Sunday, March 22, 2009

Notre Dame Falls



When William Bennet penned his bestseller, The Death of Outrage in 1998, it very well could have been applied to the ubiquitous problem of milquetoast Catholic academia in the United States, a stubborn malaise that now spans decades. Pro-lifers of all stripes are expressing disbelief and shock over the decision by the University of Notre Dame to award an honorary doctorate to Barack Obama, the most pro-abortion president in the nation’s history, at the university’s commencement ceremonies on May 17. The president has also been tapped for the honor of giving the commencement address to the graduating body. So let’s get this straight: arguably the nation’s most prestigious Catholic university, named in honor of Our Lady, is set to place a laurel wreath on the brow of a man who, at virtually every juncture, has positioned himself in firm, uncompromising opposition to the Church’s teaching regarding the dignity of human life. If the panjandrum’s sitting on Notre Dame’s board think they can get away with this glistening outrage without creating a stir, they best think again.
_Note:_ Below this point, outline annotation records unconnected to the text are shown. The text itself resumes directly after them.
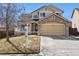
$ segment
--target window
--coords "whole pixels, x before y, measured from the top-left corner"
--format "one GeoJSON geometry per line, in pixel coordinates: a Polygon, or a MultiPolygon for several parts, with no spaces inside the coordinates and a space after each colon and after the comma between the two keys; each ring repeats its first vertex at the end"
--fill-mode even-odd
{"type": "Polygon", "coordinates": [[[40,17],[45,17],[45,13],[40,13],[40,17]]]}

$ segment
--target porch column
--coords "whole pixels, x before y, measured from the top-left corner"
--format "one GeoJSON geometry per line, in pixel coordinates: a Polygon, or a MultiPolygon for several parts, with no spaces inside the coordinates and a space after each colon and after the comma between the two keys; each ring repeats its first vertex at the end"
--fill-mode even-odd
{"type": "Polygon", "coordinates": [[[69,36],[69,26],[65,25],[65,35],[69,36]]]}

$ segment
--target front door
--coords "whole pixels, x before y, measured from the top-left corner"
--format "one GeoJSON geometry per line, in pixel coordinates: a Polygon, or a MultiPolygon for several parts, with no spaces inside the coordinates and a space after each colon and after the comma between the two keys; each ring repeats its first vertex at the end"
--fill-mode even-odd
{"type": "Polygon", "coordinates": [[[37,31],[38,31],[38,24],[31,23],[31,33],[32,34],[37,34],[37,31]]]}

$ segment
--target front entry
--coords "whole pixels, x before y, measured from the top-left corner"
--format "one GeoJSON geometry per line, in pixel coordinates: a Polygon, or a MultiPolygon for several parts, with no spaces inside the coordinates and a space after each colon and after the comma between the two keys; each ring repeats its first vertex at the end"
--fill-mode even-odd
{"type": "Polygon", "coordinates": [[[31,23],[31,34],[37,35],[38,34],[38,24],[31,23]]]}

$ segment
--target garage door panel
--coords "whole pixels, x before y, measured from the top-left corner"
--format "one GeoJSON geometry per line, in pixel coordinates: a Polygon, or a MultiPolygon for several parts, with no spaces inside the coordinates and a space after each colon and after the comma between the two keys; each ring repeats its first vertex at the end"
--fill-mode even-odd
{"type": "Polygon", "coordinates": [[[64,24],[42,24],[41,35],[65,35],[64,24]]]}

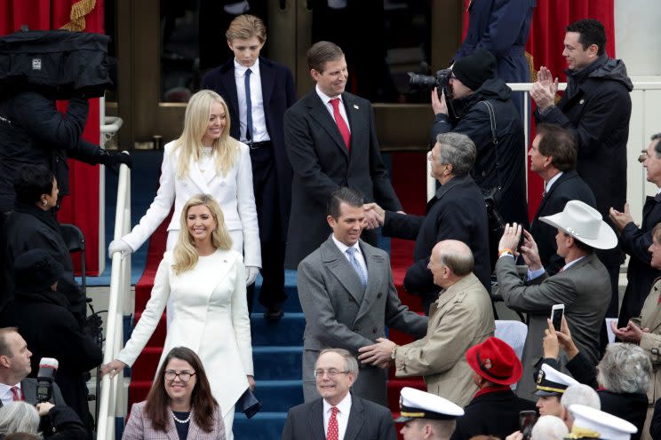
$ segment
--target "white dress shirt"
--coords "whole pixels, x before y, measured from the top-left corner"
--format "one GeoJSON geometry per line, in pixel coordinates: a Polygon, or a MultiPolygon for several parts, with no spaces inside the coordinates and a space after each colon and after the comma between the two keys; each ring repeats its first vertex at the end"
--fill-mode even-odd
{"type": "Polygon", "coordinates": [[[235,81],[236,82],[236,98],[239,99],[239,124],[241,125],[241,141],[246,143],[245,130],[248,125],[248,106],[245,102],[245,72],[251,69],[251,105],[252,107],[252,142],[271,140],[267,131],[267,118],[264,115],[264,98],[261,91],[261,76],[259,75],[259,59],[250,67],[242,66],[235,59],[235,81]]]}
{"type": "MultiPolygon", "coordinates": [[[[337,405],[338,408],[338,440],[342,440],[346,432],[346,425],[349,422],[349,412],[351,412],[351,393],[346,393],[337,405]]],[[[330,404],[323,400],[323,434],[328,435],[328,420],[330,420],[330,404]]]]}
{"type": "Polygon", "coordinates": [[[4,383],[0,383],[0,399],[3,401],[3,405],[13,402],[13,393],[12,392],[12,387],[19,387],[19,389],[20,389],[20,395],[23,396],[23,389],[20,388],[20,382],[16,385],[5,385],[4,383]]]}
{"type": "MultiPolygon", "coordinates": [[[[343,255],[345,255],[345,258],[346,258],[346,261],[349,262],[349,264],[351,264],[351,260],[349,260],[349,255],[346,253],[346,249],[349,248],[348,246],[339,241],[338,239],[335,238],[335,235],[333,237],[333,241],[335,242],[335,246],[338,247],[339,249],[339,252],[342,253],[343,255]]],[[[365,279],[367,279],[367,263],[365,263],[365,256],[362,255],[362,252],[361,252],[361,247],[358,246],[358,241],[355,242],[352,248],[355,248],[355,259],[358,262],[358,264],[360,264],[361,269],[362,269],[362,273],[365,274],[365,279]]],[[[353,269],[353,265],[351,266],[353,269]]]]}
{"type": "MultiPolygon", "coordinates": [[[[251,82],[251,87],[252,87],[252,82],[251,82]]],[[[333,121],[335,121],[335,114],[333,114],[333,105],[330,104],[330,99],[335,99],[335,98],[330,98],[330,96],[326,95],[324,92],[322,91],[321,89],[319,89],[319,84],[316,85],[315,90],[317,92],[317,95],[319,95],[319,98],[322,99],[322,102],[323,102],[323,105],[326,106],[326,110],[328,110],[328,113],[330,114],[330,117],[333,118],[333,121]]],[[[351,126],[349,125],[349,118],[346,117],[346,109],[344,107],[344,101],[342,100],[342,95],[338,95],[336,98],[339,98],[339,114],[342,115],[342,117],[345,120],[345,122],[346,122],[346,127],[349,129],[349,133],[351,133],[351,126]]],[[[337,121],[335,121],[335,123],[338,123],[337,121]]]]}

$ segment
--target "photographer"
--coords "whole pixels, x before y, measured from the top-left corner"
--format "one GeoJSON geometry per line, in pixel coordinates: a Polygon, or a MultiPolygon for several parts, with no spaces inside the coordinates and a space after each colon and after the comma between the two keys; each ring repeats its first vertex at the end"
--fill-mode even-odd
{"type": "Polygon", "coordinates": [[[477,147],[471,172],[475,183],[482,191],[500,188],[495,198],[505,222],[527,225],[523,128],[511,99],[512,90],[495,77],[495,68],[496,59],[483,49],[452,66],[450,96],[439,97],[436,89],[432,91],[435,118],[431,139],[434,143],[438,134],[450,131],[468,136],[477,147]]]}
{"type": "MultiPolygon", "coordinates": [[[[88,318],[82,328],[67,309],[67,299],[57,292],[62,265],[48,252],[32,249],[14,262],[16,291],[2,316],[4,326],[16,326],[32,350],[31,377],[36,377],[42,358],[55,358],[55,381],[69,406],[92,431],[85,373],[101,363],[103,354],[93,334],[96,321],[88,318]]],[[[27,374],[28,374],[27,373],[27,374]]]]}
{"type": "Polygon", "coordinates": [[[0,439],[18,432],[39,435],[40,426],[44,438],[49,440],[83,440],[87,435],[78,416],[65,405],[43,402],[35,408],[12,402],[0,408],[0,439]]]}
John Cardinal Newman, who knew a thing or two about the ingredients that went into the idea of a university, would most likely concur that it is a sad day in the life of academia when erudite scholars, especially of the Catholic sort, fall victim to the shallow and intellectually barren cult of personality that perpetually shadows President Obama. As fallen creatures, a periodic hiatus from reason and principle is to be expected from time to time, even among the brightest. We’re all susceptible to the occasional blunder and pratfall, but when hypocrisy becomes de rigueur among ivory tower Catholic intellectuals and their vaunted institutions, it’s a genuine tragedy worthy of a few beatings of the breast and mea culpas. The bottom line is, when a university claims that it is Catholic, it either is, in the fullest sense of the word as spelled out in clear terms by Pope John Paul II in Ex Corde Ecclesiae, or its Catholicity is a meaningless veneer and a dangerous lie.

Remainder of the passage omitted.